Al Qaeda's Yemen affiliate Wednesday night showed an American hostage on camera for the first time, who officials say was the objective of a U.S. rescue attempt last week, threatening to kill him in three days if President Obama doesn't "meet our demands."
Luke Somers, a 33-year old photojournalist and interpreter, was abducted under mysterious circumstances in the Yemeni capital Sana'a 14 months ago. He appeared at the end of the new video in glasses and a button-down shirt -- looking more gaunt than in past photos prior to his captivity -- and made a 30-second statement pleading for help.
"I'm looking for any help that can get me out of this situation. I'm certain that my life is in danger. So as I sit here now, I ask if anything can be done, please let it be done. Thank you very much," Somers says, then dips his head.
The three-minute tape begins with senior al Qaeda in the Arabian Peninsula (AQAP) official Nasser bin Ali al-Ansi seated at a desk and holding a sheaf of papers which he slowly reads from. After voicing a host of grievances over U.S. counter-terrorism operations in Yemen, Iraq, Somalia and Pakistan, the henna-bearded Al-Ansi said AQAP is giving President Obama "a time-frame of three days from the issuance of this statement to meet our demands about which they are aware."
"Otherwise, the American hostage held by us will meet his inevitable fate," he adds chillingly in his Arabic statement. "We warn Obama and the American government of the consequences of proceeding ahead in any other foolish action."
Al-Ansi did not say what the terror group's specific demands were and senior U.S. and Yemeni officials on Wednesday night did not seem sure themselves, except to speculate that AQAP may be interested in a prisoner exchange.
The Naval Special Warfare Development Group, known as DEVGRU and SEAL Team Six, raided a remote site in Yemen on Nov. 25 and rescued a group of Yemeni and Saudi hostages -- but they later learned that Somers, their primary mission objective, had been removed from the cave complex two days earlier, according to a counter-terrorism official.
Today the White House and the Pentagon acknowledged the unsuccessful rescue operation, but both declined to say much more since the details of the mission "remain classified."
"I can tell you that once there was concrete information and a plan in place, the President promptly authorized this mission because of concern of U.S. men in uniform and the safety of Mr.

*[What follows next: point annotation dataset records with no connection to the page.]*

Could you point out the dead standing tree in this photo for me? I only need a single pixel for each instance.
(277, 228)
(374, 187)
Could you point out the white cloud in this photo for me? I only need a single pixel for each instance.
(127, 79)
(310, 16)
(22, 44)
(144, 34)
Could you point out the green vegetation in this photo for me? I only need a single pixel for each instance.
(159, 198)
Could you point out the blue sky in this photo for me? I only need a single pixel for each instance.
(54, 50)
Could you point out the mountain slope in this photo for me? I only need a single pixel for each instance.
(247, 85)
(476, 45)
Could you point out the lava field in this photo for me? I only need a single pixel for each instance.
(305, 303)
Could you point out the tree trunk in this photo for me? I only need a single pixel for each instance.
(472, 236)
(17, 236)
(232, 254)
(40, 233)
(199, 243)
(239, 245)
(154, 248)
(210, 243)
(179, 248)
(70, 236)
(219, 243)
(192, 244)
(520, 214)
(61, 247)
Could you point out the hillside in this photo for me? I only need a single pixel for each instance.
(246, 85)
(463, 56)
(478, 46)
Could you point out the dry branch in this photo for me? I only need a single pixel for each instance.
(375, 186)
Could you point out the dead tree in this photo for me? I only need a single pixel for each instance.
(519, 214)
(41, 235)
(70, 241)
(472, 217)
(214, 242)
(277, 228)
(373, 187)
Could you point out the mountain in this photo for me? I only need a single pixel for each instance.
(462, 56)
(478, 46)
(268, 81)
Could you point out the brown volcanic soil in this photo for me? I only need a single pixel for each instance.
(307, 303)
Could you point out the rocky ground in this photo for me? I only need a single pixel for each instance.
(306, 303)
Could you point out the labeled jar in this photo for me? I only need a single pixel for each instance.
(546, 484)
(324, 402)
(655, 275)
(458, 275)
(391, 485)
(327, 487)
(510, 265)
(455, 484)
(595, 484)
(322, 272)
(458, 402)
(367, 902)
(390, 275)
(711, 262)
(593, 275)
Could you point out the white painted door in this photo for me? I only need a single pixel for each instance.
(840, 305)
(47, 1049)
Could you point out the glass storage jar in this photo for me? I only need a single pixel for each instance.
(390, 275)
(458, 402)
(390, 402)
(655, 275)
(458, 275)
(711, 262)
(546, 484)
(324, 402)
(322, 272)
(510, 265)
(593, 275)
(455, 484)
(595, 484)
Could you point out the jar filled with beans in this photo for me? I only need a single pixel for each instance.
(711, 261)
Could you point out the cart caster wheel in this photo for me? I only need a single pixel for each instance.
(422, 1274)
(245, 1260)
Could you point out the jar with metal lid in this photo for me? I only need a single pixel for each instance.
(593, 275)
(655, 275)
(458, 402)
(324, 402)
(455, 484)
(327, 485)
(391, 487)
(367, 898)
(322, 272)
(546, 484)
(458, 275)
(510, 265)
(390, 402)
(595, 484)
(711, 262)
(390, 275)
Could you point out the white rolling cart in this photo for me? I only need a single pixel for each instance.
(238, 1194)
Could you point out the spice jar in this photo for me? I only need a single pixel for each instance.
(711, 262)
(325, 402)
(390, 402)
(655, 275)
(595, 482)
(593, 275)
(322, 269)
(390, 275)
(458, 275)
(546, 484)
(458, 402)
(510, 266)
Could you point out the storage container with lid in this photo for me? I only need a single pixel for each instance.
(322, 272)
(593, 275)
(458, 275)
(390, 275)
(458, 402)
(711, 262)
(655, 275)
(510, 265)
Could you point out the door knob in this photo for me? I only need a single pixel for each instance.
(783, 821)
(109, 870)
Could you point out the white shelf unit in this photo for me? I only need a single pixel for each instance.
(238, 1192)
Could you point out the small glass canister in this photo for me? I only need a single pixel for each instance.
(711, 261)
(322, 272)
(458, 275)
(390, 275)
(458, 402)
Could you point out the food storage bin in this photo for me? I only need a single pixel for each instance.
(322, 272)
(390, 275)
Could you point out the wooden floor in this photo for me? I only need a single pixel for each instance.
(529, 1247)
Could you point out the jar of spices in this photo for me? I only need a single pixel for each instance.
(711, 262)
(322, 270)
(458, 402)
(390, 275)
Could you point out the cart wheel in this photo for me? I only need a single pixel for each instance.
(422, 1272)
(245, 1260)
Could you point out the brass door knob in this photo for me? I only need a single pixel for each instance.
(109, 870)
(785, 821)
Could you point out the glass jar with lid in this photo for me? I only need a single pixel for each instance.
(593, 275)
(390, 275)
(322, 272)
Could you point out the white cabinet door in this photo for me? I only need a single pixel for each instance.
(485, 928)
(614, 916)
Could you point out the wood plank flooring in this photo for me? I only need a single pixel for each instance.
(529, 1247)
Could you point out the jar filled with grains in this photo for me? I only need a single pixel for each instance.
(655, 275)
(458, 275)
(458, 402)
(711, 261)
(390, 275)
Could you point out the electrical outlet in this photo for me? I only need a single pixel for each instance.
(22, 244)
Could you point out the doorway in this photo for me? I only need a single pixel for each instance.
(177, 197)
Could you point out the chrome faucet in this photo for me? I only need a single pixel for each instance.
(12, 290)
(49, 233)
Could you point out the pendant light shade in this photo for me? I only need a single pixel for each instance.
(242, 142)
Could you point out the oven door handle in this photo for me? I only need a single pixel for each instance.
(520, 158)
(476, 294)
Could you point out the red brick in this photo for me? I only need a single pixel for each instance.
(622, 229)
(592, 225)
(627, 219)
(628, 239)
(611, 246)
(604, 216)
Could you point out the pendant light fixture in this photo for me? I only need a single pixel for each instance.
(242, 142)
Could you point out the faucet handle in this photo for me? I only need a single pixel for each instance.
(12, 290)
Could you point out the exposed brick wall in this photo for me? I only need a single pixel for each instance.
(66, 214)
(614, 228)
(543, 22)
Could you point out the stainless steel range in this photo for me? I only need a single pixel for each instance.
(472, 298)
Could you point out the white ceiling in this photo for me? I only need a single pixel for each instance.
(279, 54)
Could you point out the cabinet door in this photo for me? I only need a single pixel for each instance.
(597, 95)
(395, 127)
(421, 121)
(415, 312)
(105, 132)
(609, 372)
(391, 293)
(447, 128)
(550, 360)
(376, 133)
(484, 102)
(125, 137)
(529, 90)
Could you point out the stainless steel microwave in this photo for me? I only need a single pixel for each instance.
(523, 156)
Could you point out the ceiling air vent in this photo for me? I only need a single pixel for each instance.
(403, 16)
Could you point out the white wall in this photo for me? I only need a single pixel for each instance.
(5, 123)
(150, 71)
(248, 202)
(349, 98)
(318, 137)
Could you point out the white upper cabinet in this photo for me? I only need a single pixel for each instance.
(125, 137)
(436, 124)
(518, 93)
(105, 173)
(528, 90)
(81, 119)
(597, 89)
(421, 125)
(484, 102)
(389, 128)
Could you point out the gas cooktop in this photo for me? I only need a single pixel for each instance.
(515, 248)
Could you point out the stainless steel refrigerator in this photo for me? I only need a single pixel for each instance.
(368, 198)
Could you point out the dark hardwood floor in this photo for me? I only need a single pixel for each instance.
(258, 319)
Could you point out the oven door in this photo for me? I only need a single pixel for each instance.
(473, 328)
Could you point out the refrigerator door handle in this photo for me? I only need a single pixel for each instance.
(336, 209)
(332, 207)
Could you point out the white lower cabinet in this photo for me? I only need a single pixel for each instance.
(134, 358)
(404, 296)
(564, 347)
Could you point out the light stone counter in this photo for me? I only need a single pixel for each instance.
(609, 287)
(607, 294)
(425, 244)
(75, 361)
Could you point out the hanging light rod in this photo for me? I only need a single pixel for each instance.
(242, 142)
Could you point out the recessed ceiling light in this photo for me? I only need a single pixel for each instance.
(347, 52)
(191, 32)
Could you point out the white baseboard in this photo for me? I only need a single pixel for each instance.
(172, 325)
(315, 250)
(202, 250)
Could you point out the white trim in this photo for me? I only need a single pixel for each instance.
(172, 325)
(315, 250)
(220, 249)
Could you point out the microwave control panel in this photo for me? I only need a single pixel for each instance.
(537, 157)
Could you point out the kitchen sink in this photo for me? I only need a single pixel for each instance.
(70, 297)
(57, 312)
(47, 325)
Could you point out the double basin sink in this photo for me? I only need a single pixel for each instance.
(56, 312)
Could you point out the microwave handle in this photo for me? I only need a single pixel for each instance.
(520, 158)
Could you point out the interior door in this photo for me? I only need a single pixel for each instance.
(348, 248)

Somers," White House Press Secretary Josh Earnest told reporters.
A spokesperson for the Yemeni embassy in Washington said today his government is "doing its utmost, coordinating efforts with regional and international partners to secure the safe release of hostages in accordance with relevant international standards."
At the time of his capture Somers was working as a translator for the National Dialogue Conference in Sana'a. Little has been said publicly about his plight, in keeping with western governments' practice of keeping hostages out of the media spotlight during negotiations or efforts to free them by force.
Somers arrived in Yemen in 2010 on a teaching visa but turned to journalism while living there and photographed civilian protests, according to Yemeni news reports and photo agency images he shot, which appeared on websites such as the BBC.
The Yemeni capital has become increasingly dangerous this year amid clashes between government forces and Houthi tribes as well as core-al Qaeda's most lethal affiliate, Al Qaeda in the Arabian Peninsula.
Al Qaeda also has called repeatedly for followers to abduct westerners for ransom or political leverage and AQAP has targeted both the U.S. homeland and the U.S. ambassador in Sana'a.